Other types of contamination can arise, for example, from improper storage or handling, e.g. fingerprints (grease, salts), dust from the working environment, organic deposits, etc. Substrate supplier quality also plays a role here. Indirectly, any form of surface contamination can promote electrochemical migration, e.g. by reducing the adhesion of a protective coating and thus allowing moisture to penetrate.

Even without electrochemical migration, an electronic circuit can be functionally compromised if the surfaces of the assembly are not free of residue: Highly amplifying circuits, e.g. operational amplifiers, can already be caused to switch undesirably by leakage currents in the µA range.

These examples show that surface insulation resistance (SIR) plays an important role in assessing the long-term reliability of an electronic assembly.

The measurement of surface resistance on standardized comb structures is considered by solder paste manufacturers and industrial users to be a suitable tool for assessing the long-term chemical stability of the assembly.

For this purpose, Fraunhofer ISIT offers an SIR PCB with 10 standard combs (Figure 2) and performs the corresponding surface resistance measurements. Up to 80 channels can be measured in parallel as standard.

The test conditions are specified in the international standards J-STD-004 (Requirements for soldering fluxes) and J-STD-005 (Requirements for soldering pastes).

According to IPC-TM-650 (ANSI/J-STD-004 / 05), the surface resistance test is performed under the following conditions:

Bias voltage: 45-50V

Measuring voltage: 100V

Climate: 85% rLF, 85°C

Test duration: 24h, 96h, 168h

A minimum surface resistance value of 100 megohms is prescribed as the limit value for the entire duration. The test conditions are often also modified by customer requirements to the corresponding application (e.g. use of lower voltages, such as 24V or 5V; use of other climates, e.g. 92% rLF, 40°C or climate change stresses).

The fluxes/solder pastes to be tested may behave very differently with regard to the absolute value of the surface resistance or with regard to the curve progression (tendency: falling, constant or rising - see Figure 3 - exemplary SIR curves for 3 different fluxes).

After the climatic test, the ridge structures are examined for changes (especially dendrite formation). Growth of dendritic structures is not allowed (see Figure 4) and is therefore a rejection criterion.
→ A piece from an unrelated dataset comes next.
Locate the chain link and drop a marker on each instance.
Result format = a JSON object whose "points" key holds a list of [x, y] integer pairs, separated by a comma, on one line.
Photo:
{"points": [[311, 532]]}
The standard SIR test is usually performed on the unpopulated board to describe the properties of the solder (flux in various solder configurations - solder paste, wave solder flux, solder wires).
Furthermore, on unpopulated boards, it is additionally possible to check the quality of cleaning processes or the effectiveness of passivation processes (e.g. covering by protective lacquer layers) by means of the surface resistance test. The measurements described qualify the long-term properties of the soldering, cleaning and lacquering media under climatic stress.

Not taken into account here is the influence of the component geometry (distances, gaps, capillary effects, etc., real local flux quantity and distribution), as well as the influence of secondary materials (component surfaces, topography, interactions, impurities, etc.). For this purpose, the SIR test structures can be directly adapted to the footprint design of the components or positioned directly under components. For this purpose, special standardized test PCBs are offered
(e.g. IPC B-36, IPC B-52), which can also be measured with the existing structure.